3 Year Net Income CAGR 2022-2025


This chart shows (despite the vagaries of WordPress’s table function) that increasing the royalty rate from the base rate (2.7%) by 1 point has as much impact on earnings growth as increasing operating margins (i.e. cutting costs) by 10%. The company has little scope to cut costs – they need to invest heavily in R&D and now have public company expenses, so in theory raising royalty rates may prove to be the ‘easier’ path to raising earnings. Of course, raising rates is not going to be easy, especially when step one in their plan involves suing one of their largest licensees. Nonetheless, seen in this light, their lawsuit against Qualcomm makes at least some sense. Crucially, the company does not break out revenue by segment. We strongly suspect that this data would show a very wide range of royalty rates – with the critical mobile segment likely showing far lower rates than the corporate average 2.7%. Which is a very mixed message.

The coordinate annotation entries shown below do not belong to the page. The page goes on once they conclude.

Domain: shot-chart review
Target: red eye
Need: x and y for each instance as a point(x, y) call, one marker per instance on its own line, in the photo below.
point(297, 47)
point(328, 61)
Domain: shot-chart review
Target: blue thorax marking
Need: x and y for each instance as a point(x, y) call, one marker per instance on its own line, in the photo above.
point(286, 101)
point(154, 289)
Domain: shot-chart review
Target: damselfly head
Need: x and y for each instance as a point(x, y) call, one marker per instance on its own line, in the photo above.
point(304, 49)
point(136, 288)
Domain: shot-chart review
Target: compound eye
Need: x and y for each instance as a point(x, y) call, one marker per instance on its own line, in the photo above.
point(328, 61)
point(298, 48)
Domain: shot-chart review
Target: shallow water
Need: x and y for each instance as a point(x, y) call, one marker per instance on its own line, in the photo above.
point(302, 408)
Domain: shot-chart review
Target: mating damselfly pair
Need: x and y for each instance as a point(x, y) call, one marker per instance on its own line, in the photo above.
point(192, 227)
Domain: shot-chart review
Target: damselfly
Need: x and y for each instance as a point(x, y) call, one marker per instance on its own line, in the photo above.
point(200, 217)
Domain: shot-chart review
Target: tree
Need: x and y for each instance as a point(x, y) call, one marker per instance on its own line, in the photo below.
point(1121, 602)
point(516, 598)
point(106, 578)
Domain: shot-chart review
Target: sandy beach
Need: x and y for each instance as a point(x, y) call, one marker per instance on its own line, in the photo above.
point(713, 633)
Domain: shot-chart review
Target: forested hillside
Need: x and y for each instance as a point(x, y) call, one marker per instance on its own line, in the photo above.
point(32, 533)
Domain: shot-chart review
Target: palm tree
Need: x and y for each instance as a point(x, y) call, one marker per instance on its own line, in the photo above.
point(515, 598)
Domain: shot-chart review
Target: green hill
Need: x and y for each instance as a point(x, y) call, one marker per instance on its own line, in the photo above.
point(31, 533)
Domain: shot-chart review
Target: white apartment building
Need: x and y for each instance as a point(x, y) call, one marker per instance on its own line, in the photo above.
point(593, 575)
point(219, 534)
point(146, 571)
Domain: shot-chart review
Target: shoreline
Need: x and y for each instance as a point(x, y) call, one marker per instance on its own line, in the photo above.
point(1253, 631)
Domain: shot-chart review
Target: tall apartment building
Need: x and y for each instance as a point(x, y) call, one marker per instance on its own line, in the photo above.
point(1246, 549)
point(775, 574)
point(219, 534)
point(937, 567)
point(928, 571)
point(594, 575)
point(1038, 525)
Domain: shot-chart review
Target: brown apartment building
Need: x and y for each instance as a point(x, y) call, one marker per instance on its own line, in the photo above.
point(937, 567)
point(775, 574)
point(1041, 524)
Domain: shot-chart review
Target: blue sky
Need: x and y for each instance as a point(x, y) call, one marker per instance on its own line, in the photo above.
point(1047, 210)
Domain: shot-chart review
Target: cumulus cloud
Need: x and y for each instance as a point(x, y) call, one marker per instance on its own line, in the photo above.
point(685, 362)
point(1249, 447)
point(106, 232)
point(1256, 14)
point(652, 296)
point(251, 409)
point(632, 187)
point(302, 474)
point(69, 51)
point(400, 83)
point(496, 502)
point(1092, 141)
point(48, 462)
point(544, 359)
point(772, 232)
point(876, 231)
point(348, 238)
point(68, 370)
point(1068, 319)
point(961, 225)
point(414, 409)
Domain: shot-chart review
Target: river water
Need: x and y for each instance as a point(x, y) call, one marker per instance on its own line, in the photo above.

On the one hand, raising royalty rates for mobile will be hard given the major customers here are Apple (who is very demanding on suppliers) and Qualcomm (again, lawsuit). On the other hand, the company is growing much faster in other segments with more room for share gains and healthier price conversations.

Finally, the latest date release answers one of the two big questions about Arm’s plans for its business model. The company has so far only dropped hints about their plans to take a larger hand in designing chips and working directly with device makers. But they did disclose their new(ish) subscription pricing model. The company is now moving licensees to what is essentially a perpetual license – agree to long-term commitments to certain royalty rates and licensees get access to all of Arm’s IP, with various tiers depending on the licensees’ size and plans. This model has the benefit of making Arm look a lot more like a software as a service business model. Probably more important, it also removes a major overhang of the lumpiness around license renewals. This is a big problem for Interdigital, a licensor of wireless IP, whose stock rises and falls around the timing of its very concentrated customer base’s renewal schedules. Arm now has a much higher level of predictability on its revenues.

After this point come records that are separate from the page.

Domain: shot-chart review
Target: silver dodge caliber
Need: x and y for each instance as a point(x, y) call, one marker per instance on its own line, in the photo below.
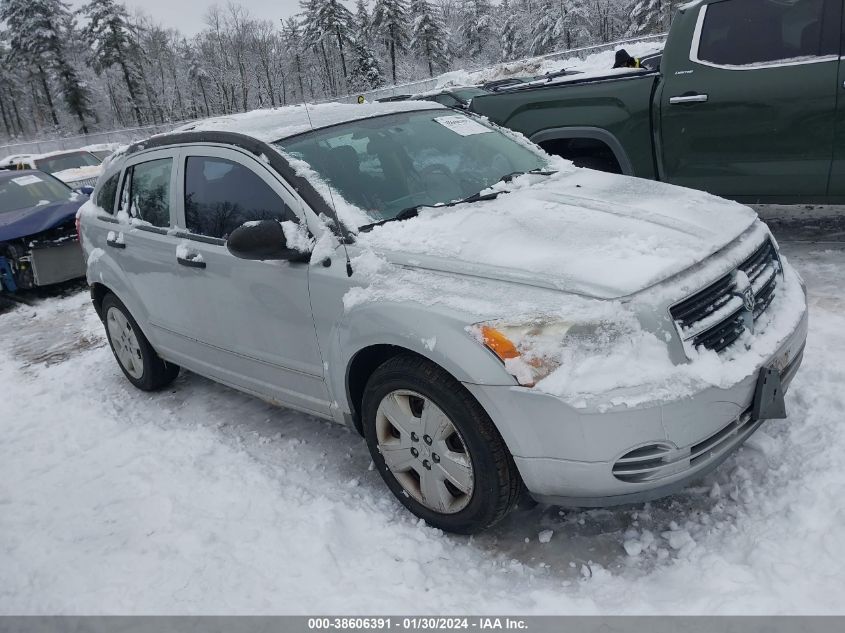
point(494, 321)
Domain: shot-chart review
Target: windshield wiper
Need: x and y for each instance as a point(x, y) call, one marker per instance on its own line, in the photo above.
point(404, 214)
point(412, 212)
point(515, 174)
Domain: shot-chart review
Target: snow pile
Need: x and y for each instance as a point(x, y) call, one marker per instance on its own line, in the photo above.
point(78, 173)
point(595, 65)
point(600, 238)
point(273, 124)
point(578, 230)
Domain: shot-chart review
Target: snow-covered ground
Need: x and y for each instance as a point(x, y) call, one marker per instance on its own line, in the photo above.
point(202, 500)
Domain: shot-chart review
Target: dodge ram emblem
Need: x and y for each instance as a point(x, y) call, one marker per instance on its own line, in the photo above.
point(749, 300)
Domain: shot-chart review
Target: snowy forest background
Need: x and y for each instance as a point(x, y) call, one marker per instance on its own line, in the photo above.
point(65, 72)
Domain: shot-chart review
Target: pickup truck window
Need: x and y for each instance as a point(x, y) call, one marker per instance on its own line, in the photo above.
point(783, 30)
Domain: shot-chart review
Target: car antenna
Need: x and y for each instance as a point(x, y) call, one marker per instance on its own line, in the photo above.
point(340, 225)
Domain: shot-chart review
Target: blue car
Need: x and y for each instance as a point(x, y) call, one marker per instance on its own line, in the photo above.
point(39, 243)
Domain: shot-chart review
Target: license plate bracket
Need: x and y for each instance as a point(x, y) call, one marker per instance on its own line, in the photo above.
point(768, 396)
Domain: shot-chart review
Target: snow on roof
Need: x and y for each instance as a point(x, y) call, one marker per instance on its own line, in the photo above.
point(272, 124)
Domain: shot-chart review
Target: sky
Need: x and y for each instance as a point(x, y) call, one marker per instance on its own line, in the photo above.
point(187, 15)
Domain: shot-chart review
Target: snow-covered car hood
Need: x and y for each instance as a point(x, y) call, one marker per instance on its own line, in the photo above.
point(32, 220)
point(76, 174)
point(581, 231)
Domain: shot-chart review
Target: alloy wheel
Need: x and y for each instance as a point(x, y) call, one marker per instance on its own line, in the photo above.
point(424, 451)
point(125, 343)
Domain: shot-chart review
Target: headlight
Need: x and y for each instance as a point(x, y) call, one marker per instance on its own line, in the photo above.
point(533, 350)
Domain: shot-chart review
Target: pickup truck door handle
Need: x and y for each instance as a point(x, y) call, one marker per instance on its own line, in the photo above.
point(689, 99)
point(191, 260)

By their nature, IPO prospectuses tend to paint companies in the most conservative, worst-case-scenario light – all those risk statements are not there to cheer people up. With this latest release the company can now start to tell its story with a bit more leeway. Not surprisingly, our takeaways from this data increase our confidence in the company’s long range plans. They even put a positive spin on their operations in China, albeit an spin delivered by the CFO which does not inspire much enthusiasm. (Why do CFOs always get tasked with delivering delicate, bad news?) That being said, while the company’s valuation remains challenging, we are starting to see the outlines of ways in which Arm could grow into that valuation, maybe, someday.

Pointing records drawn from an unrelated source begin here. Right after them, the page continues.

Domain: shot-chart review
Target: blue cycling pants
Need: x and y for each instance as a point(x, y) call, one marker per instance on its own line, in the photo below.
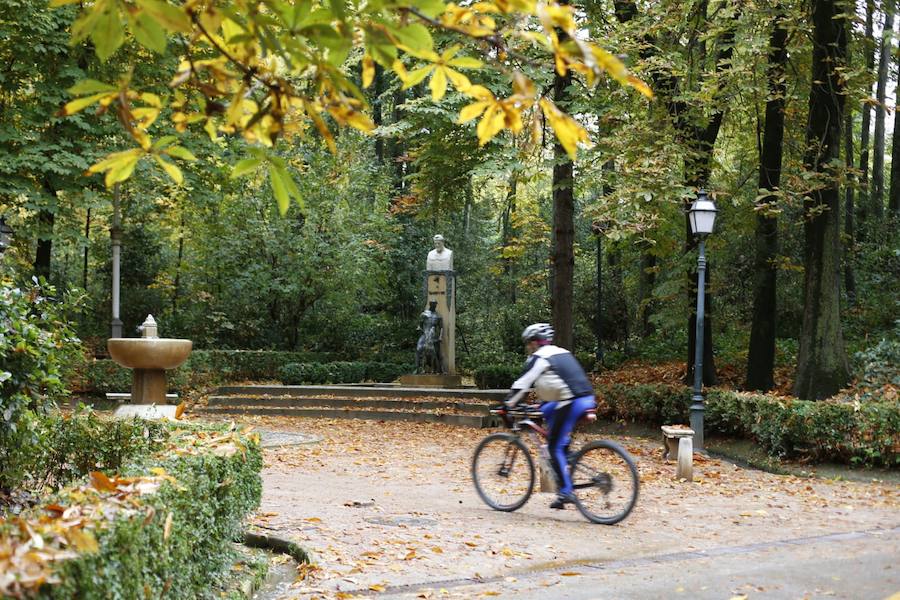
point(560, 423)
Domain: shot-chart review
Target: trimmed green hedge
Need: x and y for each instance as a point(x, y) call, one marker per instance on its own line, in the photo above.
point(212, 367)
point(496, 377)
point(857, 433)
point(173, 538)
point(340, 372)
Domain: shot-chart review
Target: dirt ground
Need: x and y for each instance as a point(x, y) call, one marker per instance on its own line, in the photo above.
point(389, 508)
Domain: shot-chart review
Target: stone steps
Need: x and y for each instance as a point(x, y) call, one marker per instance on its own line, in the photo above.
point(361, 391)
point(369, 414)
point(338, 402)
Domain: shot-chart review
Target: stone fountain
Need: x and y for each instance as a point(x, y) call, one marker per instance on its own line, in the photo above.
point(149, 356)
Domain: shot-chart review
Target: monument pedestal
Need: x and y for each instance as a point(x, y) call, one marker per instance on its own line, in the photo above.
point(440, 287)
point(431, 380)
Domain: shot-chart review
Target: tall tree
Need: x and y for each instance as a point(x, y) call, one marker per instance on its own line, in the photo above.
point(849, 208)
point(876, 198)
point(761, 356)
point(822, 367)
point(894, 195)
point(563, 253)
point(865, 133)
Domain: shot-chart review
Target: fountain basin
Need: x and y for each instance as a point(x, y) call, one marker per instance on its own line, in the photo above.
point(149, 353)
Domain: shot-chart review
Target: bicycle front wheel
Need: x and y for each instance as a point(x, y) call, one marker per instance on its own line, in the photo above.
point(606, 482)
point(503, 472)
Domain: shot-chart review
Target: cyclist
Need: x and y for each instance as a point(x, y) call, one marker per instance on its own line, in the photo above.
point(565, 393)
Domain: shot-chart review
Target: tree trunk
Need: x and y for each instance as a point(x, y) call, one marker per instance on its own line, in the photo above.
point(884, 64)
point(869, 45)
point(646, 283)
point(894, 195)
point(87, 246)
point(507, 232)
point(563, 253)
point(45, 244)
point(377, 91)
point(849, 217)
point(822, 367)
point(177, 287)
point(396, 149)
point(761, 355)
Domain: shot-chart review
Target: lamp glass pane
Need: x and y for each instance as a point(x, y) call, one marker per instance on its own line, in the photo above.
point(704, 221)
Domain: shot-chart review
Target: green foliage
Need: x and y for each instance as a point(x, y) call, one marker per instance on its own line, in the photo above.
point(382, 372)
point(73, 446)
point(172, 543)
point(850, 432)
point(203, 367)
point(880, 364)
point(320, 373)
point(37, 347)
point(496, 377)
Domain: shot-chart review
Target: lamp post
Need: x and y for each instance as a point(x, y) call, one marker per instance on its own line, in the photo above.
point(115, 235)
point(702, 216)
point(5, 235)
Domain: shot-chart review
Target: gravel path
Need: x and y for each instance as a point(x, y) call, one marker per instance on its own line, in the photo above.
point(389, 509)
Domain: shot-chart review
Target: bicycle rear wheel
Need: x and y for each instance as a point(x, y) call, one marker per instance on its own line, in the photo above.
point(606, 482)
point(503, 472)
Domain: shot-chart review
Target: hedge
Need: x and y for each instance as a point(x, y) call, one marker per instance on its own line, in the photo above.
point(163, 528)
point(850, 432)
point(340, 372)
point(211, 367)
point(496, 377)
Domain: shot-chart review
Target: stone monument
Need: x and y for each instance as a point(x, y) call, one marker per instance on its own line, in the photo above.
point(428, 349)
point(440, 297)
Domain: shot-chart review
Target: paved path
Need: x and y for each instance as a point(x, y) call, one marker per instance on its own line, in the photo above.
point(389, 511)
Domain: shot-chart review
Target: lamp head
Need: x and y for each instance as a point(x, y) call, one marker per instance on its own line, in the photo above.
point(702, 215)
point(6, 233)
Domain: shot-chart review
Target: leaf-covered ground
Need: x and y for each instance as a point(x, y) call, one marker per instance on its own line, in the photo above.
point(388, 504)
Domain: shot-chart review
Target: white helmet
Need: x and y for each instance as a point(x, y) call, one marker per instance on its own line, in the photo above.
point(538, 331)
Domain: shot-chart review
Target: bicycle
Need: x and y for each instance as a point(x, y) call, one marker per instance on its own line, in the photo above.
point(603, 473)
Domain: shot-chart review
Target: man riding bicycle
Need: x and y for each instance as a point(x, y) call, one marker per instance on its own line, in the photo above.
point(565, 393)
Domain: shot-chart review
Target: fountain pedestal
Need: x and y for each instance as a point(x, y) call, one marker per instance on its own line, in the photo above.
point(149, 356)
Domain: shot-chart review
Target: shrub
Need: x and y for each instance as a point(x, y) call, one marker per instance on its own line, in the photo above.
point(494, 377)
point(386, 372)
point(880, 365)
point(203, 367)
point(162, 529)
point(322, 373)
point(851, 432)
point(37, 347)
point(75, 445)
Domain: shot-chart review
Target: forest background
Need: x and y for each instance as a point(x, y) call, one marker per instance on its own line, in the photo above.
point(737, 86)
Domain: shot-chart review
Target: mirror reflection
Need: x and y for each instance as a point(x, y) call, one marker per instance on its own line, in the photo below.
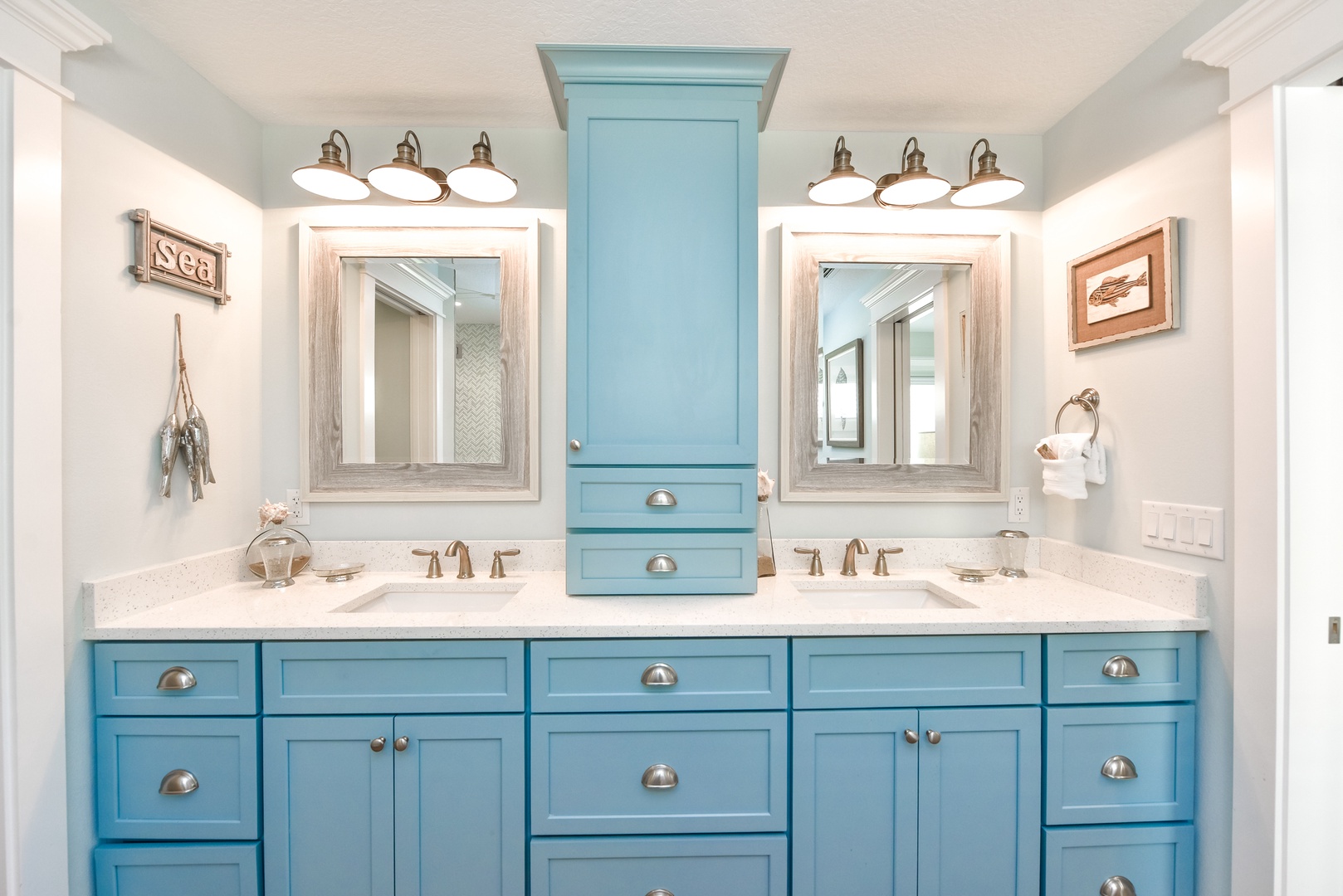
point(422, 377)
point(891, 363)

One response to “Arm IPO – the $52 Billion Question

  1. Qualcomm’s QLT licensing segment is somewhat similar to Arm’s royalty based licensing model. The 2.7% rate on chip sales is also similar to QCOM’s based on device sales.
    A recent WSJ article states…” The midpoint of that price range ($50B) would value Arm around $50 billion,…. generated revenue of just under $2.7 billion for the trailing 12-month period ended June, (which) … would value Arm about 18 times its trailing 12-month revenue…”

    Interestingly, based on the above, QLT alone should be valued at $115B, vs QCOM’s current TOTAL market cap of $128B

    QTL F22 Rev $6.4B x 18 = $115B
    Total QCOM Market Cap $128B

    Which begs the question – Is Arm’s proposed $50B valuation ridiculous, or is QCOM ridiculously under valued???